I do know someone who is actually in jail, in San Quentin, of all places. My neighbor’s son was sentenced to six years there, last year, which seemed like a harsh punishment. Since the Covid infection, prisoners were transferred from another prison without being recently tested. They weren’t isolated at all. San Quentin was virus-free until then, and then, I suppose 14 days later prisoners tested positive, and now at least 15 inmates have died. Some of them were on death row, but they didn’t have to wait for their turn in the death chamber or a possible reprieve..
Many prisoners have been released, if they had almost served their time. They’ve had to go to their parent’s house, or somewhere, I believe to wear an ankle bracelet for the rest of their sentence. My friend’s son didn’t fall into that category, so he’s still there with the possibility of getting infected, and with his parents continuing to worry about him.
In the meantime, I’m sitting here in my condo with a view of the forest, and am about to bake some chocolate chip cookies. I’ll go around later to deliver some of them to grateful neighbors, after hermetically sealing them in zip loc bags, while wearing my mask. That way we don’t eat so many of them ourselves.
On the national front, Trump has hired his “toady”, Louis DeJoy, a major donor of his to be the US Postmaster General. He promptly has cut back the time and services of the post office, threatening the on-time delivery of the mail-in votes cast by November 3rd.
Our President has also argued that Kamala Harris isn’t qualified to be Vice President. Oh well. He’s wrong, since she was born in Oakland, California, albeit from immigrant parents. They were both professors at Cal and Stanford, and raised a very intelligent and seemingly kind daughter, and one who can hold her own, with all that she’ll have to put up with in the next couple of months.
Back on our home front, we live a few blocks from Lake Tahoe, but have only been close to the shore this season one time, just for a little picnic. It’s been just too crowded with people that love to come here from the Bay Area. Most folks wear their masks in stores and some while walking along the sidewalk, but when they get to the beach, forget about it. We were longing today to be able to go for a boat ride, but any of the big boats that do tours, they say, have too many people on them, not social distancing. Maybe next year, Matey. Boo hoo….poor us.
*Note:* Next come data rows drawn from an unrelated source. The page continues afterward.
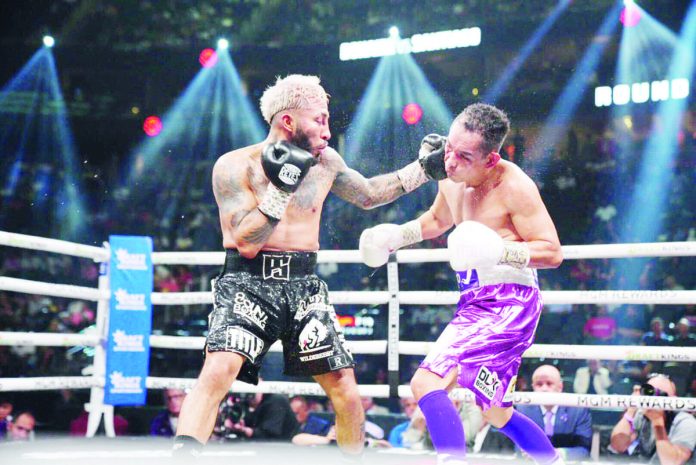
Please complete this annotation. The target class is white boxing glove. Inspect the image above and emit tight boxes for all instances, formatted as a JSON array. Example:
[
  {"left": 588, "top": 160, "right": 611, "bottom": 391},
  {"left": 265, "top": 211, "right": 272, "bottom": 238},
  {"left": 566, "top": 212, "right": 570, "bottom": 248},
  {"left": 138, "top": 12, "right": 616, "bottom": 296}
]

We drove over an hour today to Coleville to attend mass, and see our favorite Irish priest. He’s retired, but we check with him each week to see if he’s saying mass anywhere, and then follow him like a groupie, now that he’s not just saying mass online. He reserves a spot for us, and everyone sits far apart, wearing masks. We seem to need his uplifting explanations of the gospel, and his friendship, especially during this uncertain time. We think he appreciates us too, since he lives alone and had a hard time the first few months of the pandemic, not being able to be around people at all.
Doug and I have each other, and luckily like each other’s company. That’s something we give thanks for every day.